I woke up the day after my shoot and it felt like I had ran a mini-marathon the day before. Not that I know what it feels like to run a mini-marathon, but I imagined that's what it would feel like. I was on my feet all day long, running from point a to point b or sometimes just running around lost... I did a lot of pre-production work and midday we realized we were running so short on time, due to my actress having to leave earlier than expected, we ended up throwing out most of my pre-production material . The shot list was the first to go, then we took the camera off the tri-pod and went hand held, then I starting removing scenes from the script on the fly. Hopefully this will add to the overall urgency of the film. Hopefully...
What was crazy about this weekend was that I began assembling my set at 1 o'clock on Thursday (furniture from home, carpets from the prop room down the street, etc.) and once that was completed we built a restaurant scene (see above) for Tyler's Friday shoot. We had to build walls (flats) and everything from the ground up. It actually ended up looking very believable. We did this on stage A which also contains the green screen. After a late night of building we shot Tyler's short on Friday. We started off the day with a skeleton crew due to everyone's works schedules so at one point I was setting up camera, lights, and audio. Tyler got a lot of coverage in his shoot and we even got to play with the jib arm. (see the above pic with the camera/crane). The jib makes camera movement look seamless.
That brings us to Saturday. My intense all day long shoot followed by a nice celebratory dinner at Serpentine with my lovely wife. Many Whiskey Smashes were consumed. Waking up early on Sunday was not fun. Why did I have to wake up early? I was DP for Adi's shoot. Another 12 hour day at school. Adi shot in black & white and was going for a Hitchcock-esque feel. The DP or Director of Photography works the camera as you can tell from the above pic of me and the camera. It was a cool shoot and we once again battled time.
I would love to say the we get a break after filming our shorts, but no, we start editing and learning Final Cut Pro tomorrow...
For better or worse.... my first day of directing was upon me. After a night of restless sleep I started off the day by swinging by Noah's for bagels and coffee for my cast and crew. Remember, craft services is required on your shoot. Speaking of cast & crew here is the breakdown:
Jo (character) = Heather
Intruder (character) = Ed
DP = Adi
AD = Tyler
Lighting = Nitin
Sound = Ephantus
Instructor = James
Craft Services = Jenny
Jenny would be Jenny my wife, she completely kicked ass and catered by shoot. Hawaiian Bar-B-Que, cookies, and beers! Awesome woman.
Back to the filming. As with all of the other shoots, it took forever to hit record. Lighting is incredibly critical and incredibly hard to get just right. At least for beginners such as us. Combine that with the fact that my first shot was a dolly shot. In a dolly shot the camera moves towards the subject. This requires laying dolly track and then setting up the camera on the dolly with the camera operator. You also need a cord wrangler and someone to push the dolly. So incredibly smart for me to make my first shot of all time a dolly shot, no??

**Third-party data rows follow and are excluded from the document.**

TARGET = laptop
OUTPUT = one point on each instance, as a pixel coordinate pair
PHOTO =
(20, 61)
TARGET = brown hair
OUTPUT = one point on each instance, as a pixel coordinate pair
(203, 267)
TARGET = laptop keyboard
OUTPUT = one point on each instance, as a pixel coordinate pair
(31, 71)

Time management is a big part of your time and you are constantly racing the clock. Today was no exception. We started to run very short on time so we just pushed the tri-pod aside and hand-held the camera the entire rest of the day. Hopefully this will add to the overall effect of the film.
Everyone gave a 100 percent on the film and I couldn't be more grateful to them as it is a long day of hard work . I was stressed a big chunk of the day and none of my stress was from an exterior source which I guess is something to be incredibly happy about. Hah! Even though I was stressed all day the second it was over I missed it and I am already looking forward to my next shoot.
Some notes on the pictures. Pictures 1 & 3 three are both of studio B where I held my shoot. Before and after pics if you will.
Picture 2 is me at the monitor. You spend a big portion of your day at the monitor communicating to your crew on the set what needs to be done to make it look how you envision it and watching each take to make sure you captured what you needed/wanted.
Picture 4 is some props/costume from the shoot Death Rattle!!!! So dramatic...
Blocking is the movement of your characters and camera. The goal is to make the movement look natural and then place the camera in the best location to cover the action. This is what we were doing in the above pictures. Everyone meet Heather and Ed. Heather and Ed... everyone.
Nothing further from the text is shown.